J.B. Einige ausgewählte Arten haben wir vorgestellt und hoffen, damit auch für ihren Schutz und den Schutz ihrer Lebensräume sensibilisieren zu können. Das rasante Aussterben der wichtigen und wunderschönen Tiere betrifft schließlich uns Alle. Vielleicht hilft dieses Buch auch, den Schmetterlingen mehr Raum in unserer Umwelt zu verschaffen. Denn wir können nur das schützen und erhalten, was wir kennen.

Nach Ihnen, Herr Brandstetter, sind einige Schmetterlinge benannt. Wie kam es dazu?

J.B. Die Etymologie der Schmetterlinge Trichiura brandstetteri und Dasypolia brandstetteri brachte mir ein Liebhaber meiner Arbeiten ein.
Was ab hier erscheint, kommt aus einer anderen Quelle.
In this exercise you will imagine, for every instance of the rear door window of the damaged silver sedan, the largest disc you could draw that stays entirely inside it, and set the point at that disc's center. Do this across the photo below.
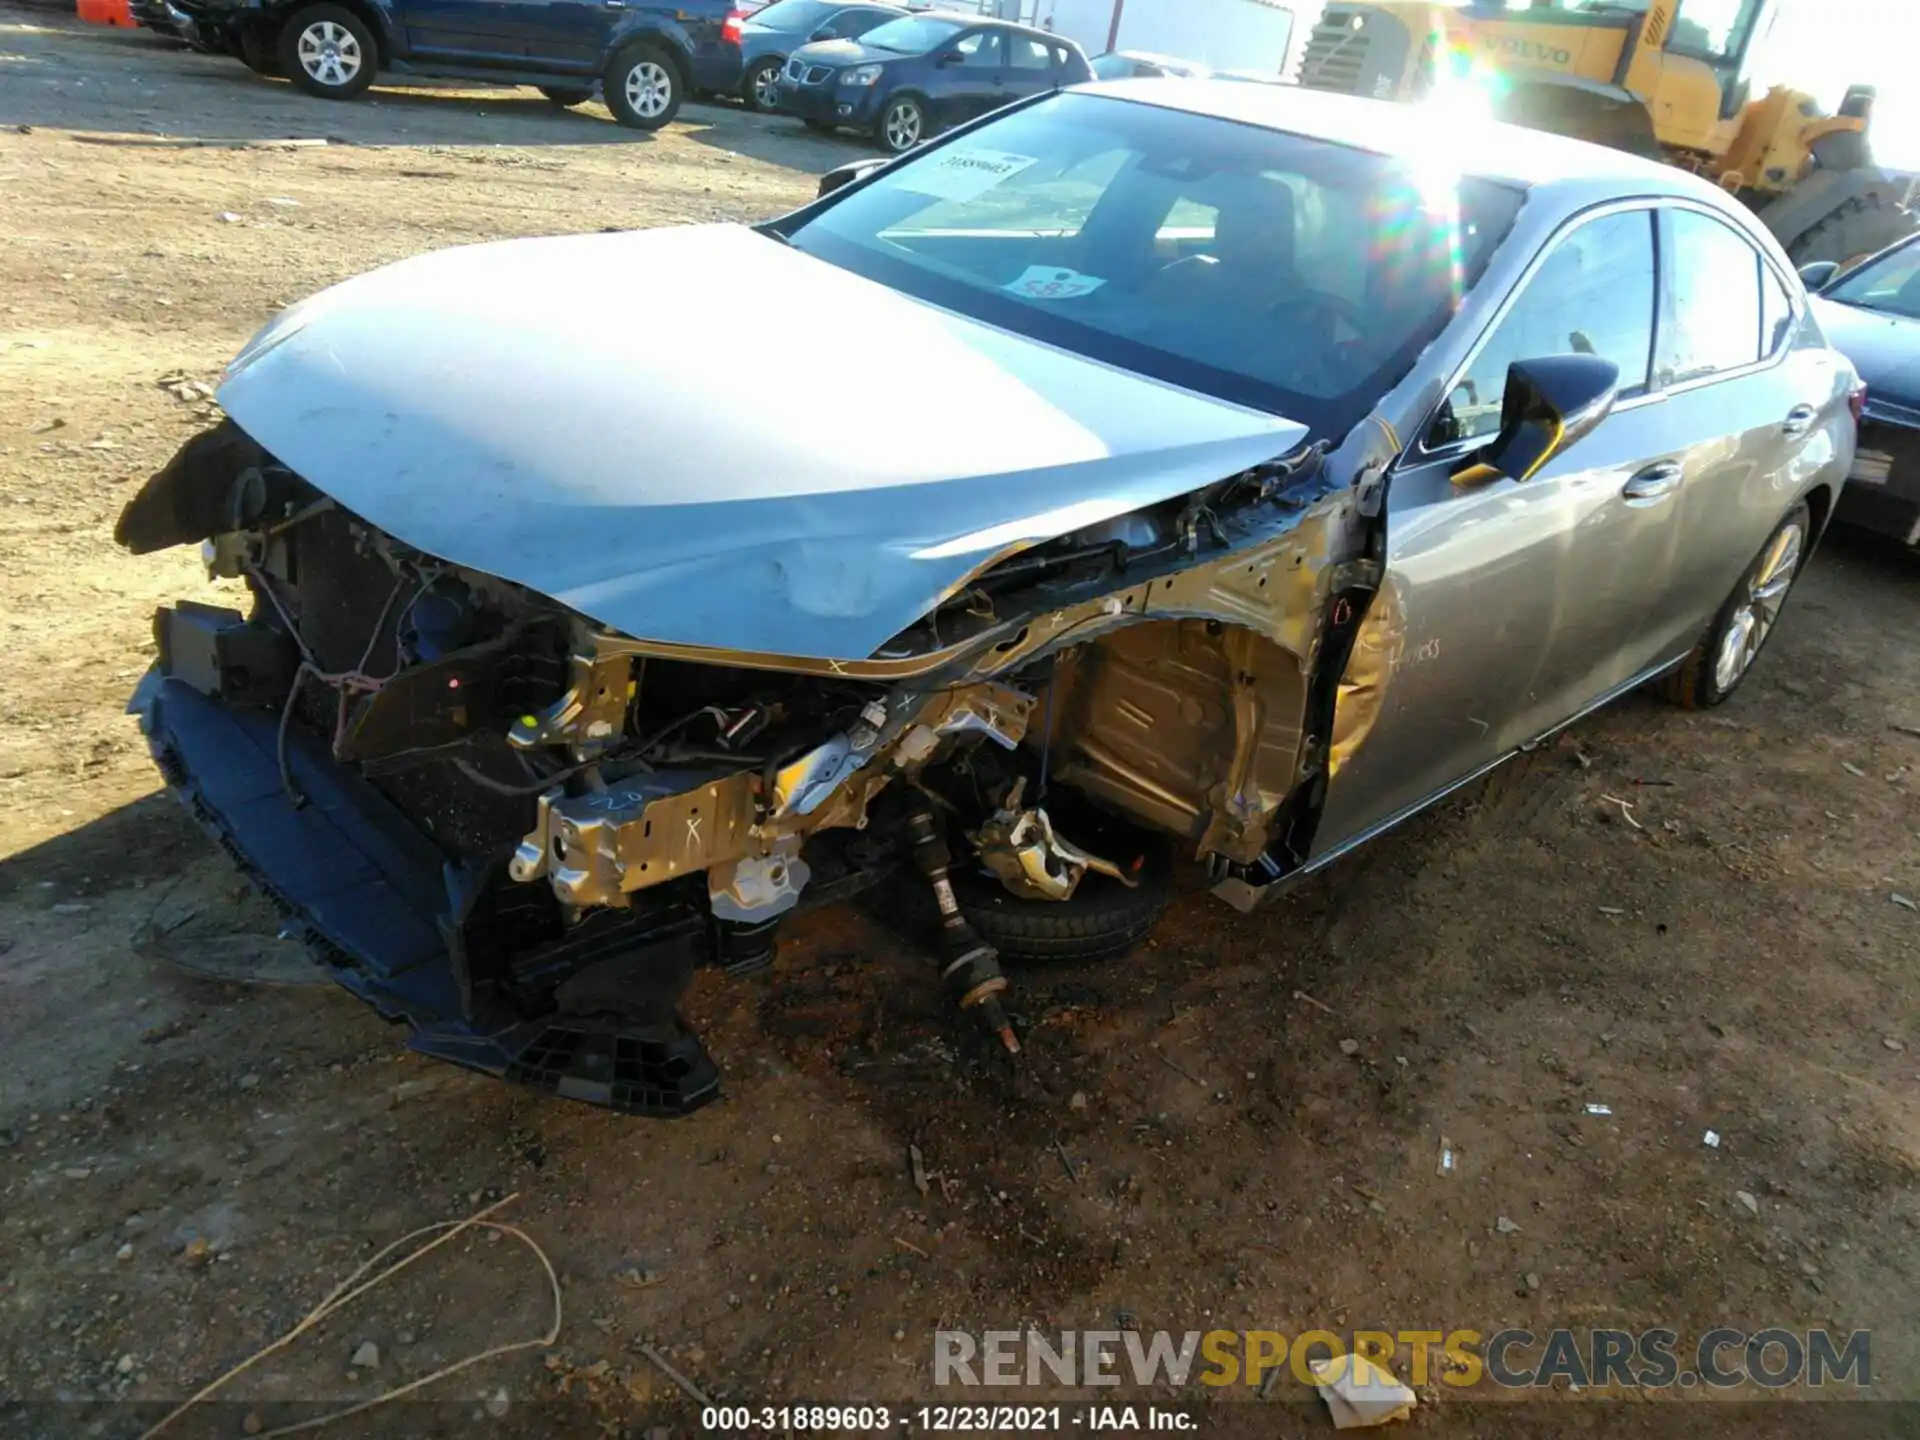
(1714, 300)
Ein Entomologe vom Nature Research Centre – Vilnius, den ich von der Bayerischen Staatssammlung von München her kenne, beschrieb die neuen Arten nach mir. Da er unter anderem auch dort tätig ist, kennt er meine Naturtafeln, vor allem die Schmetterlingsmotive und hat bereits einige meiner Arbeiten erworben.
Als Wertschätzung hat er bereits den Dritten neu entdeckten Schmetterling, Mormogystia brandstetteri nach mir benannt, was mich natürlich sehr freut.
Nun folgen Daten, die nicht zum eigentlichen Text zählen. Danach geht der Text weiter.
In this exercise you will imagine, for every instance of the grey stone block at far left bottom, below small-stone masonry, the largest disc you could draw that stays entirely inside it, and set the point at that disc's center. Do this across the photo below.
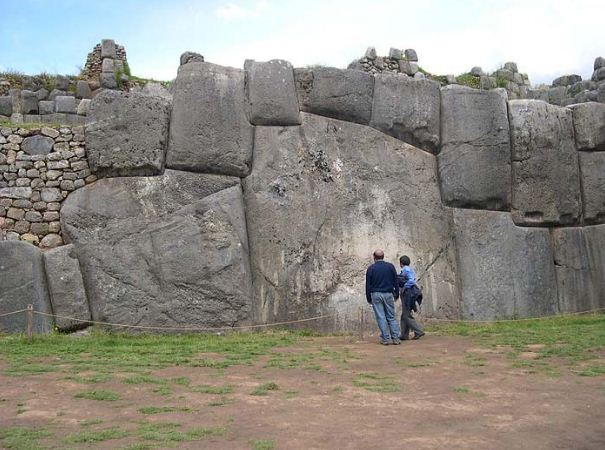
(22, 282)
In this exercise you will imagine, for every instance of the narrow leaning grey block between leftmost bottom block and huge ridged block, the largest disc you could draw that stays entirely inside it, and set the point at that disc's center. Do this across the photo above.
(66, 288)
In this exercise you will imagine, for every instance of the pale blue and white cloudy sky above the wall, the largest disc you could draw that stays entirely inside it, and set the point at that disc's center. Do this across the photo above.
(547, 38)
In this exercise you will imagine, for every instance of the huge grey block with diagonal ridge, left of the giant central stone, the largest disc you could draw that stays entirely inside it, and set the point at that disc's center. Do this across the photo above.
(168, 250)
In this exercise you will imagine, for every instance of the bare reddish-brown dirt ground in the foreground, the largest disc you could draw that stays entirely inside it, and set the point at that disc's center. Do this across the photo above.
(438, 392)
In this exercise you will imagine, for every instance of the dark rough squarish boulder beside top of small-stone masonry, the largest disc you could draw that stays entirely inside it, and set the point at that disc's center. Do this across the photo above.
(126, 134)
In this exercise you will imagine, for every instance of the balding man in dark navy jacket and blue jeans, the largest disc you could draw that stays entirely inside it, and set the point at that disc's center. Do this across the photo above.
(381, 292)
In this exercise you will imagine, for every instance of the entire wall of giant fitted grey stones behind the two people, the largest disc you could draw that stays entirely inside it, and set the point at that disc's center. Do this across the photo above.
(255, 196)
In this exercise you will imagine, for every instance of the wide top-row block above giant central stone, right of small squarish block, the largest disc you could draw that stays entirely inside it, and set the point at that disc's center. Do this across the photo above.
(338, 93)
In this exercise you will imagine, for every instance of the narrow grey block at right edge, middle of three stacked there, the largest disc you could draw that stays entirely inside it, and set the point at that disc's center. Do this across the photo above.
(592, 171)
Mormogystia brandstetteri © Johann Brandstetter

Haben Sie einen Lieblings-Schmetterling?

J.B. Einen? Viele! Jede Art ist auf seine Weise faszinierend. Mich interessieren vor allem Arten von denen noch nicht viel oder gar nichts bekannt ist. Das ist immer wieder Neuland. Da steht immer ein wenig Forschergeist im Vordergrund. Dabei interessiert mich nicht nur der Falter als solches, sondern die Beziehungen, die er in seinem speziellen Lebensraum einnimmt. Ist er monophag, d.h. an eine spezielle Futterpflanze gebunden, welchen Lebensraum bewohnt die Art, wie schützt er sich vor Feinden. Zählt er auf Tarnung, oder warnt er seine Feinde durch Giftigkeit und Warnfarben. Es sind nicht nur die farbenfrohen Gaukler, die meine Aufmerksamkeit wecken, sondern die Geflechte, die Pflanzen und Tiere untereinander einnehmen.
Das Aufspüren dieser Zusammenhänge, das ist auch meine Art zu malen.

E.Z. Die gerne gestellte Frage nach einem Lieblingstier oder einer Lieblingspflanze ist für viele Feldbiologen ehrlich gesagt eine kleine Zumutung. Nein, ich habe keinen Lieblingsschmetterling. Wie Herr Brandstetter sagt, ist jede Art, mit der man sich intensiv beschäftigt, in ihrer Einzigartigkeit und Besonderheit großartig, egal ob es sich um einen großen und prächtigen oder um einen kleinen und unscheinbaren Falter handelt. Doch es gibt natürlich Arten, mit denen ich besondere Erinnerungen verknüpfe oder über die ich mich besonders freue. Den Zitronenfalter liebe ich als Frühlingsboten und die Kleopatra-Falter der Kanarischen Inseln erinnern mich an die schöne und intensive Zeit meiner Feldstudien während meiner Doktorarbeit auf La Gomera, Teneriffa, La Palma und El Hierro. Und wenn ich für meine Arbeit in der Dahlemer Saatgutbank am Botanischen Garten Berlin im Gelände Nelkensamen sammeln möchte und in den Kapseln der Nelken nur wenige intakte Samen und viele zerfressene Samen finde, freue ich mich, dass sich hier Nelkeneulen entwickelt haben.


© privat


Johann Brandstetter, Künstler und Illustrator, wurde schon mehrfach für seine Werke ausgezeichnet.  Seit 2014 zählt er zu den «200 Best Illustrators Worldwide». Er ist spezialisiert auf Naturthemen. Schmetterlingen gilt sein besonderes Interesse – einige Schmetterling wurden nach ihm benannt. Das 2017 gemeinsam mit Josef H. Reichholf herausgegebene Werk «Symbiosen» wurde von Bild der Wissenschaft zum «Schönsten Wissensbuch 2017» ernannt.

© Dr. Thomas Wilhalm


Dr. Elke Zippel ist Kustodin der Dahlemer Saatgutbank am Botanischen Garten Berlin. Sie ist u.a. für die Sammlung und Sicherung von Wildpflanzensamen sowie für Wiederansiedlungen seltener Pflanzenarten verantwortlich. Elke Zippel studierte an der Freien Universität Berlin Biologie mit den Schwerpunkten systematische Botanik und Zoologie, Geobotanik und Ökologie und promovierte anschließend über Moose der Kanarischen Lorbeerwälder.